This would seem to protect against precisely the same class of attacks
as StackGuard: those that use buffer overflows to corrupt the return
address in an activation record. The response to attack is subtly
differet:
* StackGuard: assumes the program is hopelessly corrupted, syslog's
the attack, and exits. This potentially converts a root exploit
into a denial-of-service attack if the victim program is a
persistent daemon, e.g. inetd or nfsd, which you can fix with a
watch-dog that restarts needed daemons.
* Stack Shield: patches the return address and carries on. If in
fact the return address is the only thing the attacker changed,
then Stack Shield offers the advantage of no DoS attack. However,
this is rarely the case; the overflow has likely corrupted a lot of
the program's state into some random state, and so it will exhibit
random behavior, and probably crash.
As I said in the post Stack Shield is in beta. Future versions
will contain a comparsion between the RET in the main
stack and the RET in the secondary stack. To avoid
performance decay where this is not required this will be
added as a command line option.
Perhaps I don't see your point. How is this more secure than StackGuard?
StackGuard protection system has an extremaly grave bug
with the terminator and null canaries. In certain circumstances (not rare) this bug
can be exploited
preventing StackGuard to detect stack corruption. I'm not
the autor of this exploit howewer, so I will not post it without
his autorization.
On some other not-quite-security issues:
* Compatability:
o Stack Shield has a fixed size buffer for the secondary stack.

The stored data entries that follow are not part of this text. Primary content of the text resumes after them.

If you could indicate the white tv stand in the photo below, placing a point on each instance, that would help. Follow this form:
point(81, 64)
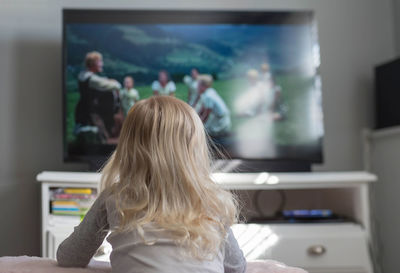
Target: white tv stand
point(322, 248)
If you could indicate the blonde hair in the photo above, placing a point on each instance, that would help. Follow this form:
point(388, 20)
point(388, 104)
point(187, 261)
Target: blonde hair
point(160, 174)
point(92, 57)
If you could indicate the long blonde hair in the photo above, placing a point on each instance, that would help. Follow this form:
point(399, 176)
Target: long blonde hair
point(160, 174)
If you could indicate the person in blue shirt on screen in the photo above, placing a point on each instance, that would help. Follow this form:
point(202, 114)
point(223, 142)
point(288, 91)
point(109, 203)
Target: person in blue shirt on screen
point(211, 108)
point(192, 84)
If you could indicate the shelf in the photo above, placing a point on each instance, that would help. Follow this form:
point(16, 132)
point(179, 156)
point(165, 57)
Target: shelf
point(243, 181)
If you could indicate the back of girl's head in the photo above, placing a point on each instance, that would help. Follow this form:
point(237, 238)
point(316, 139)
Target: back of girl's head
point(160, 174)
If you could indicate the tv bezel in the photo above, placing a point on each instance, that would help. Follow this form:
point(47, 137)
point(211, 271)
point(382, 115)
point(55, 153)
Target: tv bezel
point(150, 16)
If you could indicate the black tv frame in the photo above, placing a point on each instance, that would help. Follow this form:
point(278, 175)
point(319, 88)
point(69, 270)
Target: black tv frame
point(115, 16)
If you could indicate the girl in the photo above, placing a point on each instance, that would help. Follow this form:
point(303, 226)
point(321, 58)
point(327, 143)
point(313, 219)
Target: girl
point(164, 212)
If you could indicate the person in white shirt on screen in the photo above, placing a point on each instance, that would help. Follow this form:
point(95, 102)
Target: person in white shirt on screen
point(129, 95)
point(192, 84)
point(98, 105)
point(163, 86)
point(211, 108)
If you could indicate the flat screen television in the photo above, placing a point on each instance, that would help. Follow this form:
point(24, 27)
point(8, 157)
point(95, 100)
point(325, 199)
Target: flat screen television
point(253, 77)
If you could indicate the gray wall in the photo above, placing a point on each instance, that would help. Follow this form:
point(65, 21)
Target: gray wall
point(354, 36)
point(385, 158)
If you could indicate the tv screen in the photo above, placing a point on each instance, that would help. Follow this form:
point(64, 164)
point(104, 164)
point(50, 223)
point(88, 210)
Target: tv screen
point(253, 78)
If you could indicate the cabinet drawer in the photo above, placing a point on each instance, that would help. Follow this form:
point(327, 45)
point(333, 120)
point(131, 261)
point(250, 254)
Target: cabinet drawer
point(315, 247)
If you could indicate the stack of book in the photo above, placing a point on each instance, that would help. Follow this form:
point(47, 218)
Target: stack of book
point(71, 201)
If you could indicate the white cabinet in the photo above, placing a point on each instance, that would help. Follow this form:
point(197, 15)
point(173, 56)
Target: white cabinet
point(319, 248)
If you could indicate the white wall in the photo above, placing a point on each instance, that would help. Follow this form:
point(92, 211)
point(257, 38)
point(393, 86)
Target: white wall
point(354, 36)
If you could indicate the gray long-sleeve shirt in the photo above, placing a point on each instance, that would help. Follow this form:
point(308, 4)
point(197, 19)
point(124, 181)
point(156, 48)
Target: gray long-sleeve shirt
point(130, 254)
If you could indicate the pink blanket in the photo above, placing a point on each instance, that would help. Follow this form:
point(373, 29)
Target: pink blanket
point(25, 264)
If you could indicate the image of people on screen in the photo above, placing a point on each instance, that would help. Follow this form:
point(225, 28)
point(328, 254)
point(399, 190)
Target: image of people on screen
point(97, 114)
point(254, 91)
point(192, 83)
point(163, 86)
point(128, 94)
point(212, 109)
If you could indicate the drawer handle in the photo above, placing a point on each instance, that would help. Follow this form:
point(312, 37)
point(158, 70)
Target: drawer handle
point(317, 250)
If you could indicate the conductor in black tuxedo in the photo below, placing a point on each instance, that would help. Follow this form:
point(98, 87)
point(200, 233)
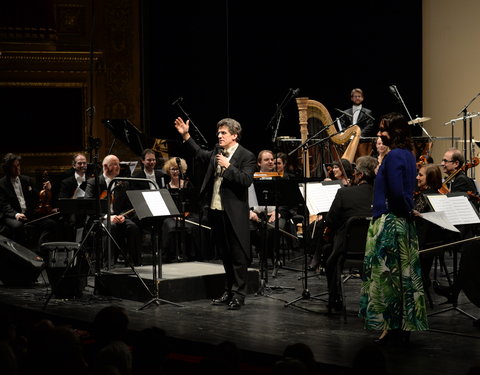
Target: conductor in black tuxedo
point(19, 200)
point(357, 114)
point(229, 173)
point(124, 230)
point(349, 201)
point(149, 161)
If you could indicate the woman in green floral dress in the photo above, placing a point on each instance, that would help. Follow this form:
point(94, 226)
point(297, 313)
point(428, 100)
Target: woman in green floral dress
point(392, 297)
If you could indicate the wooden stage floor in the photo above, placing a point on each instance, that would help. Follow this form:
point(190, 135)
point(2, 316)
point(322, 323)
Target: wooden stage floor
point(264, 326)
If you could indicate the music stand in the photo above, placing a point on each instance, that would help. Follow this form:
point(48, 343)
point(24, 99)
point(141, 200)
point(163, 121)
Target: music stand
point(152, 205)
point(273, 192)
point(465, 217)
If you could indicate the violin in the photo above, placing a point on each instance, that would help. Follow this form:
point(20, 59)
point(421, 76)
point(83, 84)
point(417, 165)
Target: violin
point(422, 160)
point(44, 197)
point(444, 188)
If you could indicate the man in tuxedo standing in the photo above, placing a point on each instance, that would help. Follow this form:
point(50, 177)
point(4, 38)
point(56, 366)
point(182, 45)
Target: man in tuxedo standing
point(19, 200)
point(229, 173)
point(357, 114)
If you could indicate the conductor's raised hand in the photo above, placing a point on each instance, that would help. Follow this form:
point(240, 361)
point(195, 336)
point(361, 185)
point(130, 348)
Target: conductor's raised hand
point(182, 128)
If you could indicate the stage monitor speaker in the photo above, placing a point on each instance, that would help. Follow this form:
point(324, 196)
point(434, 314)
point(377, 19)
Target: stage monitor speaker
point(60, 255)
point(18, 265)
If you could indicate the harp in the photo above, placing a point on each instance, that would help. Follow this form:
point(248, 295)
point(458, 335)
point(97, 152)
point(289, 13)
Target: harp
point(312, 110)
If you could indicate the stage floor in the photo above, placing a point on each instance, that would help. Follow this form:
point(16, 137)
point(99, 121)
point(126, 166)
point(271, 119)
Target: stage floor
point(264, 326)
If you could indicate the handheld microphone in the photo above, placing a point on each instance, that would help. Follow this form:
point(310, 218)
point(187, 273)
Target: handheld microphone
point(343, 112)
point(177, 101)
point(393, 89)
point(179, 165)
point(367, 114)
point(295, 92)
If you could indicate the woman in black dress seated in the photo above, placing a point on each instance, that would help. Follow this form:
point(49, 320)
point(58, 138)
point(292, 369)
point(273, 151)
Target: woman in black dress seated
point(177, 244)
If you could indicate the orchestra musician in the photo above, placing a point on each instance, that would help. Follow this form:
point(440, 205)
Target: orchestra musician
point(357, 114)
point(181, 190)
point(317, 222)
point(19, 200)
point(452, 164)
point(149, 161)
point(124, 230)
point(225, 190)
point(382, 150)
point(265, 163)
point(458, 181)
point(429, 180)
point(392, 296)
point(355, 200)
point(74, 186)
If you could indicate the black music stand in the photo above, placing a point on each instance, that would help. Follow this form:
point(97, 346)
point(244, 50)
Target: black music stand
point(152, 205)
point(455, 289)
point(274, 192)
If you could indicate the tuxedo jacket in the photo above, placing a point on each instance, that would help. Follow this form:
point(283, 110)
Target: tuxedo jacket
point(349, 201)
point(234, 189)
point(364, 122)
point(121, 203)
point(9, 201)
point(68, 186)
point(161, 178)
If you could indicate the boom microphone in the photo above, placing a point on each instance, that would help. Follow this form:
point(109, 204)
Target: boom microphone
point(179, 100)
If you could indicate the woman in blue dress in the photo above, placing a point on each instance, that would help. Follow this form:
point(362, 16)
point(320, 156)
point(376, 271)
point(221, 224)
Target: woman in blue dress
point(392, 297)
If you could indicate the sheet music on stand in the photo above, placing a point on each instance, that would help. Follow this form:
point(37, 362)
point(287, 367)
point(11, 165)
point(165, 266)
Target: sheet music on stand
point(320, 195)
point(457, 209)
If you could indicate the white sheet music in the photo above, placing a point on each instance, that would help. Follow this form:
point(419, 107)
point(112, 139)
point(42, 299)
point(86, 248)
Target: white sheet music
point(320, 196)
point(155, 203)
point(439, 218)
point(458, 209)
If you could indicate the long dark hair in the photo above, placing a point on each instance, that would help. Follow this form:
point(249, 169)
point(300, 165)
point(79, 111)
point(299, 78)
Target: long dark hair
point(398, 129)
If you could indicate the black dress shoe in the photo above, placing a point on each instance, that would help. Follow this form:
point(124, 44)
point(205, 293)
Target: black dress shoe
point(225, 299)
point(235, 304)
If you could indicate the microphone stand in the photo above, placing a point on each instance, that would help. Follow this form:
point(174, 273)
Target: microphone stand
point(277, 116)
point(305, 146)
point(399, 97)
point(202, 141)
point(465, 113)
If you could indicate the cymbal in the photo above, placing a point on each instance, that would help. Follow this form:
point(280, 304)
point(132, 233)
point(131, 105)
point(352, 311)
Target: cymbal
point(419, 120)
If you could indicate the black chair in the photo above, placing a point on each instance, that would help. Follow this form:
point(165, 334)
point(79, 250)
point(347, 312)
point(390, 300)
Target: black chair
point(350, 261)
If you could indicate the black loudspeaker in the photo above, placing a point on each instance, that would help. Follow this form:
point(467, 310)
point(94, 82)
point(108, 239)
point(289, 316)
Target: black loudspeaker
point(18, 265)
point(65, 283)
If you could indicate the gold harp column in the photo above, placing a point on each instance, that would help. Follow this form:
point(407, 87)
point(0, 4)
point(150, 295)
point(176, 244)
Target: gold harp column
point(302, 104)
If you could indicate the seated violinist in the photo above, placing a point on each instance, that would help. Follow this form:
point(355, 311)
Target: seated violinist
point(429, 181)
point(20, 203)
point(342, 172)
point(355, 200)
point(265, 163)
point(124, 230)
point(74, 186)
point(457, 180)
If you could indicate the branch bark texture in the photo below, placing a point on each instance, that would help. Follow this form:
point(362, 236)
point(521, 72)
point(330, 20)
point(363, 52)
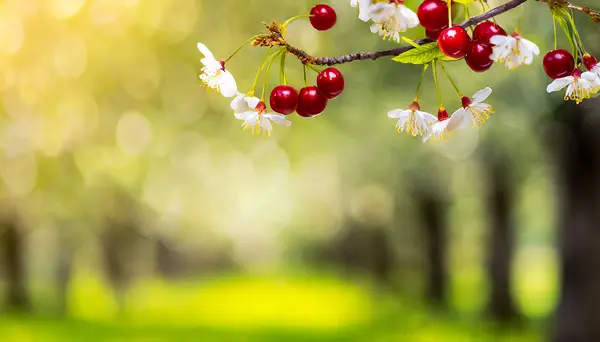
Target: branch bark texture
point(359, 56)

Deeply recursive programs will bust this buffer.
As I stated in the TECNICAL file future relases of Stack
Shield will allow the user to specify the buffer size.
o Stack Shield does not yet appear to have done the work
necessary to support PIC mode, so it is unlikely to work with
shared libraries.
To tell the truth currentely Stack Shield does not support it.
o Stack Shield is an outboard post-processor. This would be a
HUGE compatability advantage, except that it appears to be a
post-processor for assembly source files. Thus, you still
need to have source code for the program to be protected. You
also have to extensively hack make files to insert Stack
Shield in the middle of compiling each file. The path of .c
- .o - executable becomes .c - .s - stack shield - .o -
executable. From our experience re-building all of Red Hat
Linux with StackGuard, you can trust me that this will become
an issue :-)
Stack Shield provides a front end for GCC and G++ to
automatize the compilation. So you have just to each occourrence of "gcc" or "g++"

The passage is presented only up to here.